Oui, mon ami, je le répète, je suis la favorite du roi, et il est de bon ton de m’adorer, de me permettre toutes mes fantaisies.

Sais-tu pourquoi ?

Parce que je suis de tout point l’idéal des hommes d’aujourd’hui.

Je crois que, eussé-je été laide, je n’en aurais pas moins réussi. Les hommes de notre temps apprécient fort peu la vertu, tandis que le vice les enchante.

Et, qui plus est, je suis au théâtre, actrice. Il est superflu de te dire qu’aujourd’hui pour une pièce nouvelle, une actrice dépense plus en toilette qu’elle ne gagne en une année. Avec quoi s’habillera-t-elle dans les autres rôles et de quoi vivra-t-elle ?
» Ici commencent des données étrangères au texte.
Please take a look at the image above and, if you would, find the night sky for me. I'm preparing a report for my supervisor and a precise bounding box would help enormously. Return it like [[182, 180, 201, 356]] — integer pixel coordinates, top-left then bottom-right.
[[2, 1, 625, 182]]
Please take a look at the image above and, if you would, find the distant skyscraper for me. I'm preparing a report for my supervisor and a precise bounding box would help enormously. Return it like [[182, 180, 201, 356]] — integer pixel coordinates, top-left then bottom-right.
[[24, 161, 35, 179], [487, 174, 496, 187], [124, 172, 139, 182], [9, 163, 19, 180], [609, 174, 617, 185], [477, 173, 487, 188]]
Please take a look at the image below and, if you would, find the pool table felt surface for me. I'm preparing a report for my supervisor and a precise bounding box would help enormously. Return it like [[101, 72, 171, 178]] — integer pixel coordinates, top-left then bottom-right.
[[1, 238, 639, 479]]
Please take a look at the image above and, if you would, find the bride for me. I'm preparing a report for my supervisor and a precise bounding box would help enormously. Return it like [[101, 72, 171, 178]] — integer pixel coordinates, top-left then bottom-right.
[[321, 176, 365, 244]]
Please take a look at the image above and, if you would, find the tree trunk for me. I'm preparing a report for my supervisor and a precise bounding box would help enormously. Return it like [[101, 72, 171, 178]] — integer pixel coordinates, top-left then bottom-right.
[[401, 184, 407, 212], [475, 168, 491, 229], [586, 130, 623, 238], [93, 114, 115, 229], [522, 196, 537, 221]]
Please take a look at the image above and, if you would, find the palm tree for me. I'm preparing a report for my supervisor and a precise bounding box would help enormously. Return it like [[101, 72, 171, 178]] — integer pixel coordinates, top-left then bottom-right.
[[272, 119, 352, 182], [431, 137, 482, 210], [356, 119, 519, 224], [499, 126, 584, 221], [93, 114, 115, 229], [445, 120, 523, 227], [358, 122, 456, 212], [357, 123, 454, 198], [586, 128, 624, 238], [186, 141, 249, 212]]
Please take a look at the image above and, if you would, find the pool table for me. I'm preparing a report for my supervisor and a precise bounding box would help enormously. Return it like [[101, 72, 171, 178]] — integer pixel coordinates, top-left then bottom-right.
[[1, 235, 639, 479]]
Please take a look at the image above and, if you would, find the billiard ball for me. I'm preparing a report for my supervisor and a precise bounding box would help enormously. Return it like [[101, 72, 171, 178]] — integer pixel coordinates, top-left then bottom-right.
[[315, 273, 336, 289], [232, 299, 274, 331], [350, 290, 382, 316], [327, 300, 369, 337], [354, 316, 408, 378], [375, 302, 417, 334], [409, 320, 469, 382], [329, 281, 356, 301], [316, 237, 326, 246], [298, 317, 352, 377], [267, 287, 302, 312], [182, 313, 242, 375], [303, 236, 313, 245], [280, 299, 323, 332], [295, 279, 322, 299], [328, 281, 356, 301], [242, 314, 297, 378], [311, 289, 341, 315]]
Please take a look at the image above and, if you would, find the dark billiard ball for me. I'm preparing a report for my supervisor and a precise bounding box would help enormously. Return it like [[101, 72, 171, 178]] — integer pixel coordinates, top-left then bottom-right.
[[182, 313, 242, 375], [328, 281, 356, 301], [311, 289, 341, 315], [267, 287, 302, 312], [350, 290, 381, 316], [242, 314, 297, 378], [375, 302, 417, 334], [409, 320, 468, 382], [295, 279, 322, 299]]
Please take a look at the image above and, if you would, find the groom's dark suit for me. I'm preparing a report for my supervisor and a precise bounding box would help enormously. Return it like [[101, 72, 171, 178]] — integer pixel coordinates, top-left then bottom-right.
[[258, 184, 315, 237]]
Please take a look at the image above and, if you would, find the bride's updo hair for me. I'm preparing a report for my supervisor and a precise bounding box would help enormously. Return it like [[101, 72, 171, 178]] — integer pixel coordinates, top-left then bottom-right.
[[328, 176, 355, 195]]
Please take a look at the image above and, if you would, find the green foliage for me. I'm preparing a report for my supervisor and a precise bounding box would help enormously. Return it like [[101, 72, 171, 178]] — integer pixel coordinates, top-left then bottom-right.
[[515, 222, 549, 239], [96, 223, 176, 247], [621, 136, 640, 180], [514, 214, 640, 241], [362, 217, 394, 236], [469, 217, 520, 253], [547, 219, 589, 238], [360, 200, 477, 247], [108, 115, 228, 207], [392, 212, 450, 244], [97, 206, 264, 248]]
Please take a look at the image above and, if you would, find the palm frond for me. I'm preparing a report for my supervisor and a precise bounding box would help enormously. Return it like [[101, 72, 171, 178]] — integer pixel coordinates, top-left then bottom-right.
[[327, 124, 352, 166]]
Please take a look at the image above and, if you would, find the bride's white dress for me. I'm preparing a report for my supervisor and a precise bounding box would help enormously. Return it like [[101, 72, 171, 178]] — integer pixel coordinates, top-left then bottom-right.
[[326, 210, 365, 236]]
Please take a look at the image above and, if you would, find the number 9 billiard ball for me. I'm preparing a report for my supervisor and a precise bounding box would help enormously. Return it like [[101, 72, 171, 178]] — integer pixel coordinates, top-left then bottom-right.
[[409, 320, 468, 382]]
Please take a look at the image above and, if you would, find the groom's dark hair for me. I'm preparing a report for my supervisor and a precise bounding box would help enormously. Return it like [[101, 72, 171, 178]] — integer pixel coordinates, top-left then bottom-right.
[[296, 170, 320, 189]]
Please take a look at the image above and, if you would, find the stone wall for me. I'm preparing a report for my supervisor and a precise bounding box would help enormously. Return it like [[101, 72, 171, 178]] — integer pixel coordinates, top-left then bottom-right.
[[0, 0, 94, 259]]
Une actrice qui n’a pas de protecteur ne peut pas faire son chemin au théâtre allemand, tel qu’il est de nos jours. La plupart du temps, par nature, elle préférerait un pauvre poëte ou un pauvre lieutenant aux princes et aux barons de la Bourse, mais le public la force à prendre un amoureux riche.

Demande-t-on à quelqu’un qui vient du théâtre : Comment a joué une telle ? Non, on lui demande : Quelle toilette avait-elle ?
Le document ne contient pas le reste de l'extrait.